Prestando un po’ di attenzione è facilissimo notare come le radio italiane in linea di massima selezionino i brani operando un vero e proprio “razzismo musicale”: un piccolo esempio? L’ossessività con cui vengono proposte canzoni di artisti come ad esempio Laura Pausini o Eros Ramazzotti, e la rarità con cui vengono fatte ascoltare le produzioni di gruppi invece famosi all’estero come Lacuna Coil o Linea 77… ma non solo! Per fare un esempio sugli artisti più gettonati abbiamo utilizzato due esempi italiani, ma forse ho un po’ sbagliato: la quantità di musica italiana che viene messa in onda è assolutamente irrisoria se paragonata a quella straniera. Molte stazioni si giustificano adducendo il pretesto che in Italia manca innovatività o uno stile personale: questa tesi è più che ovviamente falsa… basta pensare a gruppi come Subsonica o Bugo, assolutamente scartati dai programmi radiofonici!

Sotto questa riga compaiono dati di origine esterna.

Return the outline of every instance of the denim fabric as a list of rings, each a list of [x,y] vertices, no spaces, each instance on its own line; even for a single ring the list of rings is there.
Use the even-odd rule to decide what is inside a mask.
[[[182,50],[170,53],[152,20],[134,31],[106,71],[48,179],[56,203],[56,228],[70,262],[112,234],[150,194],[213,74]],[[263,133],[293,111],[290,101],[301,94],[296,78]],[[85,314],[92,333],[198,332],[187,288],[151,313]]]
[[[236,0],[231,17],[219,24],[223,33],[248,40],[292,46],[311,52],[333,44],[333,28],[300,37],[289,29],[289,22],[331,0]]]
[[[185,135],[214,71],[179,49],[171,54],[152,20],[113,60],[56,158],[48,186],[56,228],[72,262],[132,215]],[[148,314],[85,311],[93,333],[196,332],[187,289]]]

Vi chiedete il perché le radio emarginino alcuni artisti, emancipandone altri? Bè, proviamo a darvi una risposta noi… perché si pensa troppo alla commercialità, all’orecchiabilità! A questo punto viene logico dire: “Le radio DEVONO pensare alle cose commerciali perché sono quelle che piacciono alla massa!”. Bè, a questa tesi sono da ribattere alcuni fatti storici: Elvis Prasely quando ancheggiò per la prima volta in tv era commerciale? Eppure è considerato il re della musica! E i Pink Floyd? Hanno rivoluzionato la musica! E con loro gente del calibro di Jim Morrison, Genesis, Nirvana…
Concludiamo con un augurio: che le radio la smettano con la loro dannata dittatura e inizino a dare spazio a tutti… dovrebbe essere veramente il pubblico a decretare chi merita fama e chi no, selezionando i propri artisti preferiti tra i molti che le radio dovrebbero mettere a disposizione di tutti gli uditori.